Bug 1996555

Summary: OpenStack 4.8 -> 4.9 upgrade is failing periodic-ci-openshift-release-master-ci-4.9-upgrade-from-stable-4.8-e2e-openstack-upgrade
Product: OpenShift Container Platform Reporter: Pierre Prinetti <pprinett>
Component: InstallerAssignee: Martin André <m.andre>
Installer sub component: OpenShift on OpenStack QA Contact: Jon Uriarte <juriarte>
Status: CLOSED CURRENTRELEASE Docs Contact:
Severity: medium    
Priority: high CC: bparees, dgoodwin, juriarte, m.andre, sippy, stbenjam, stephenfin, vrutkovs
Version: 4.9Keywords: Triaged
Target Milestone: ---   
Target Release: 4.9.0   
Hardware: Unspecified   
OS: Unspecified   
Whiteboard:
Fixed In Version: Doc Type: If docs needed, set a value
Doc Text:
Story Points: ---
Clone Of: 1995387 Environment:
job=periodic-ci-openshift-verification-tests-master-stable-4.9-upgrade-from-stable-4.8-openstack-ipi=all
Last Closed: 2022-09-21 15:17:51 UTC Type: ---
Regression: --- Mount Type: ---
Documentation: --- CRM:
Verified Versions: Category: ---
oVirt Team: --- RHEL 7.3 requirements from Atomic Host:
Cloudforms Team: --- Target Upstream Version:
Embargoed:

Description Pierre Prinetti 2021-08-23 08:21:39 UTC
Once Bug 1995387 has been fixed and the base image for the tests is available, the test started showing legit failures.

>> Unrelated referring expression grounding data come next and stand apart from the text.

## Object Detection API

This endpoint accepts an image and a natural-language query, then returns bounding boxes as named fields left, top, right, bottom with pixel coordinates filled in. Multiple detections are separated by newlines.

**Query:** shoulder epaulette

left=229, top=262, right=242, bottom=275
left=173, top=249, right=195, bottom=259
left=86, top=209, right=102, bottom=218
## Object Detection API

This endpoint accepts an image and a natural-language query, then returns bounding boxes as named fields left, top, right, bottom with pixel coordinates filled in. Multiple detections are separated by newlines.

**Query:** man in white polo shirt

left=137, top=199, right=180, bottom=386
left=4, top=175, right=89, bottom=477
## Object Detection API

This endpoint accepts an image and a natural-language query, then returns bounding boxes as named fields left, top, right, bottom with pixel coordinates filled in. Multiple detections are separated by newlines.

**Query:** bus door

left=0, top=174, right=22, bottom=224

Job history (relevant jobs AFTER Aug 21): https://prow.ci.openshift.org/job-history/gs/origin-ci-test/logs/periodic-ci-openshift-release-master-ci-4.9-upgrade-from-stable-4.8-e2e-openstack-upgrade

One example failure: https://prow.ci.openshift.org/view/gs/origin-ci-test/logs/periodic-ci-openshift-release-master-ci-4.9-upgrade-from-stable-4.8-e2e-openstack-upgrade/1429521411877113856

In particular, ETCD seems to not be healthy.

Comment 6 Pierre Prinetti 2021-08-31 12:23:56 UTC
Tests seem to be still failing...

Comment 7 Martin André 2021-09-01 15:24:46 UTC
We still need to investigate why this job is failing. Still high prio.

Comment 8 Vadim Rutkovsky 2021-09-06 15:33:02 UTC
Analyzing this job - https://prow.ci.openshift.org/view/gs/origin-ci-test/logs/periodic-ci-openshift-release-master-ci-4.9-upgrade-from-stable-4.8-e2e-openstack-upgrade/1434468962166378496

PromeCIeus shows that:
* at 13:05 etcd commit duration and wal sync times on .163 node spiked
* at approx. the same time different node - .32 - shows increased network round trip time

Seems infra is responsible for this

Comment 10 ShiftStack Bugwatcher 2021-11-25 16:12:10 UTC
Removing the Triaged keyword because:

* the QE automation assessment (flag qe_test_coverage) is missing

Comment 11 Martin André 2022-05-11 13:25:19 UTC
*** Bug 2077270 has been marked as a duplicate of this bug. ***

Comment 12 Stephen Finucane 2022-09-21 15:17:51 UTC
We've integrated support for scheduled CI tasks with jitter into upstream Kubernetes CI infra and shouldn't be seeing this anymore. Closing as CURRENTRELEASE. We can open new bugs if this pops up again.